THE POLITICAL SIDE OF OIL COMPANY MERGERS

The US Federal Trade Co move to block BP Amoco PLC's takeover of Atlantic Richfield Co. should surprise no one in the oil and gas industry.

The US Federal Trade Co move to block BP Amoco PLC's takeover of Atlantic Richfield Co. should surprise no one in the oil and gas industry.

Citing antitrust concerns, the commission this week decided to seek a court injunction against the $29.2 billion acquisition. BP Amoco and ARCO said they would fight the action, to be filed in a federal District Court.

The FTC alleges that the proposed merger would violate antitrust laws in three areas:

  • Control of production of Alaskan North Slope crude and sales to West Coast refiners sufficient to manipulate prices of petroleum products in the large West Coast market. FTC says BP already discriminates in crude sales in the region and exports ANS crude to the Far East at low prices in order to restrict supply and elevate prices on the West Coast.
  • Domination of North Slope exploration and production through elimination of ARCO as a competitor in the leasing of federal and state land.
  • Market concentration through ownership of pipelines and storage facilities at Cushing, Okla. FTC points out that the pipeline hub at Cushing is the delivery point for settlement of crude oil futures contracts traded on the New York Mercantile Exchange. It worries that the merged company, with control of 40% of that capacity, would gain market control.

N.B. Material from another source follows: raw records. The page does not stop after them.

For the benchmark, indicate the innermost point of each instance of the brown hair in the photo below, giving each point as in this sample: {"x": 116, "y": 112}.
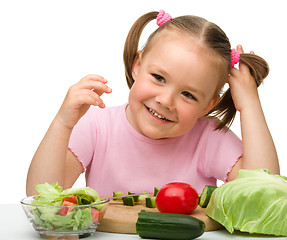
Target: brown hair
{"x": 214, "y": 39}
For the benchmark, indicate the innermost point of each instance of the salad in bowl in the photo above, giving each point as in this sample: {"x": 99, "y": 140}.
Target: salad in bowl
{"x": 74, "y": 212}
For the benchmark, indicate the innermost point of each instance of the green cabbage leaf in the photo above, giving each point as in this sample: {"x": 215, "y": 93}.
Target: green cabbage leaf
{"x": 256, "y": 202}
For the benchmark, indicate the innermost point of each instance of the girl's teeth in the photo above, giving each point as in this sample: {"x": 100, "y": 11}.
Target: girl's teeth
{"x": 157, "y": 115}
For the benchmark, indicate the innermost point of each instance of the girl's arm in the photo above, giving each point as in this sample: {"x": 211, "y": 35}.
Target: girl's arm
{"x": 53, "y": 162}
{"x": 258, "y": 146}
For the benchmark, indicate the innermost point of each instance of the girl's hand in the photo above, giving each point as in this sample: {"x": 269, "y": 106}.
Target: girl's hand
{"x": 80, "y": 97}
{"x": 242, "y": 86}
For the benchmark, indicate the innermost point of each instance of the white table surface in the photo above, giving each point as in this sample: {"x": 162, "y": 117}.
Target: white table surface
{"x": 15, "y": 225}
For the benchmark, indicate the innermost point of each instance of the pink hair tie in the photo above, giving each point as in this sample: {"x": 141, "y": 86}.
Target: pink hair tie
{"x": 235, "y": 56}
{"x": 162, "y": 18}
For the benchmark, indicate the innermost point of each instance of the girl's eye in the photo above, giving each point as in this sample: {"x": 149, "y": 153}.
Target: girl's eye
{"x": 189, "y": 95}
{"x": 158, "y": 78}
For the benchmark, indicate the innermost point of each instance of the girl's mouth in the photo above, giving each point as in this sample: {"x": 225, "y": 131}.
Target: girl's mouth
{"x": 156, "y": 115}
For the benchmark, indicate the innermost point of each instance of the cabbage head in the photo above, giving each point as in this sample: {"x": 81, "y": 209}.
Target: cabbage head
{"x": 256, "y": 202}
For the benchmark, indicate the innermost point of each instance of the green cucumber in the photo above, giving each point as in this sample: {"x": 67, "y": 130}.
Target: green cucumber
{"x": 128, "y": 201}
{"x": 150, "y": 202}
{"x": 155, "y": 191}
{"x": 136, "y": 198}
{"x": 205, "y": 195}
{"x": 117, "y": 194}
{"x": 168, "y": 226}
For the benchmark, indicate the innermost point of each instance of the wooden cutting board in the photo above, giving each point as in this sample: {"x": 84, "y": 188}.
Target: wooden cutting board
{"x": 122, "y": 219}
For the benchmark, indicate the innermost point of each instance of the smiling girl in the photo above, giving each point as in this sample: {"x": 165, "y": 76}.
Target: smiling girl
{"x": 175, "y": 124}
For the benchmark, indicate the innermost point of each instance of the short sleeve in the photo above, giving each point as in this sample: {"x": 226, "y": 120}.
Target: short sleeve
{"x": 82, "y": 139}
{"x": 223, "y": 149}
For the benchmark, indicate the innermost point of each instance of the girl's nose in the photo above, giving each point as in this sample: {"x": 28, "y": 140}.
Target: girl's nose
{"x": 166, "y": 99}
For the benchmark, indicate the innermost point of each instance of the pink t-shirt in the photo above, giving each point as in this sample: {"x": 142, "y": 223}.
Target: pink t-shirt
{"x": 118, "y": 158}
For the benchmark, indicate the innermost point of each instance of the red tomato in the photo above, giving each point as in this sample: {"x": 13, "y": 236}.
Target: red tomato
{"x": 66, "y": 208}
{"x": 176, "y": 197}
{"x": 72, "y": 199}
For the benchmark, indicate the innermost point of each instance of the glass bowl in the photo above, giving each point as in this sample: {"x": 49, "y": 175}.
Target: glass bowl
{"x": 65, "y": 222}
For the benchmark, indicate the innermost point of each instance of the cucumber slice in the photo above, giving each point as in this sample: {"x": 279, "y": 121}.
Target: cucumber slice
{"x": 205, "y": 196}
{"x": 128, "y": 201}
{"x": 117, "y": 194}
{"x": 155, "y": 191}
{"x": 136, "y": 198}
{"x": 150, "y": 202}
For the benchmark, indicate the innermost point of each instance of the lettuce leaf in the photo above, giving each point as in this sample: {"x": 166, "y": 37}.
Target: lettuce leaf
{"x": 53, "y": 195}
{"x": 256, "y": 202}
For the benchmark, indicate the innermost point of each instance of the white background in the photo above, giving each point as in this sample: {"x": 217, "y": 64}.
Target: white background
{"x": 46, "y": 46}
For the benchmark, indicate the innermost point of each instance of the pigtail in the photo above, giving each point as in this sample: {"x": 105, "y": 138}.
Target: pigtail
{"x": 132, "y": 42}
{"x": 225, "y": 109}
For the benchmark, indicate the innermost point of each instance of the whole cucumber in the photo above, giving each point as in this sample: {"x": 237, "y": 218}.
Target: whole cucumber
{"x": 168, "y": 226}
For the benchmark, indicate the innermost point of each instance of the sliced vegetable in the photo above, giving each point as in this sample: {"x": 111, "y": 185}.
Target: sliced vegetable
{"x": 72, "y": 199}
{"x": 136, "y": 198}
{"x": 128, "y": 201}
{"x": 205, "y": 196}
{"x": 256, "y": 202}
{"x": 142, "y": 197}
{"x": 67, "y": 207}
{"x": 168, "y": 226}
{"x": 155, "y": 191}
{"x": 117, "y": 194}
{"x": 176, "y": 197}
{"x": 150, "y": 202}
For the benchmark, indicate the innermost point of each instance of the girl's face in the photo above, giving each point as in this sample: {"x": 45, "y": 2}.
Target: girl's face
{"x": 175, "y": 84}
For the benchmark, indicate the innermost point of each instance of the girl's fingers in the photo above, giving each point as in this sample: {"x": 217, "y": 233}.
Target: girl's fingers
{"x": 239, "y": 49}
{"x": 94, "y": 77}
{"x": 93, "y": 84}
{"x": 89, "y": 97}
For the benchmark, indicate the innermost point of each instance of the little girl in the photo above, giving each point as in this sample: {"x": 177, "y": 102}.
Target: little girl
{"x": 175, "y": 124}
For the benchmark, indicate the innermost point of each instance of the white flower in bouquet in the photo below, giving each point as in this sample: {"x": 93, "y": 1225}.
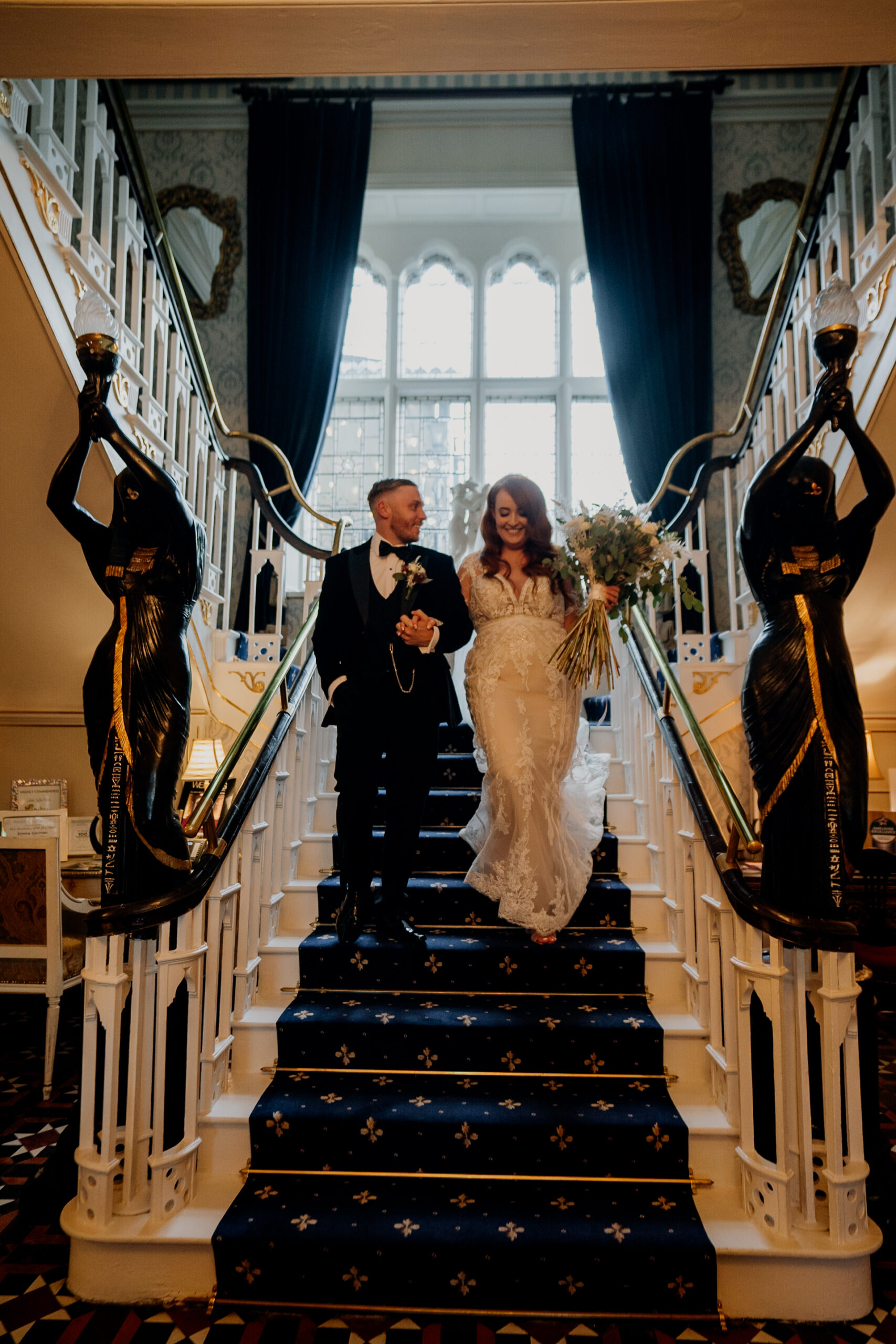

It remains to be seen, of course, whether FTC can win in court with these arguments, the merits of which are not the point here.

What the oil and gas industry should recognize is that something like this was inevitable. Politics was not going to stand aside forever while oil and gas companies became commercial gargantuans by feasting on one another.

The argument will be made that the Exxon-Mobil merger forced other companies to crave scale just to stay competitive. It's a valid one.

The Exxon-Mobil marriage didn't just create a new size category in the oil and gas business, however. It also put government antitrust vigilantes on high alert. For BP Amoco and ARCO, the timing was not good.

Furthermore, peculiarities of their deal, by increasing concentration of ownership in narrow but important corners of the oil market, do seem like extra trustbuster bait.

The red-hot question for the industry is whether FTC would have allowed merger of BP Amoco and ARCO if the overlaps in ownership, inevitable as they are in any large combination, had not occurred at such important and visible intersections of the market.

FTC's snub of aggressive antitrust cures proposed by the companies suggests that some measure of resistance to another oil megamerger already was in place. In the wake of the Exxon-Mobil merger, with elevated oil prices raising alarms among lawmakers, and at the start of a presidential election year, why would this not be so?

The intent here is not to bash FTC's motives but rather to highlight the political dimension inescapable in the decision-making of any federal agency.

It's a dimension that a merger-minded industry must never forget.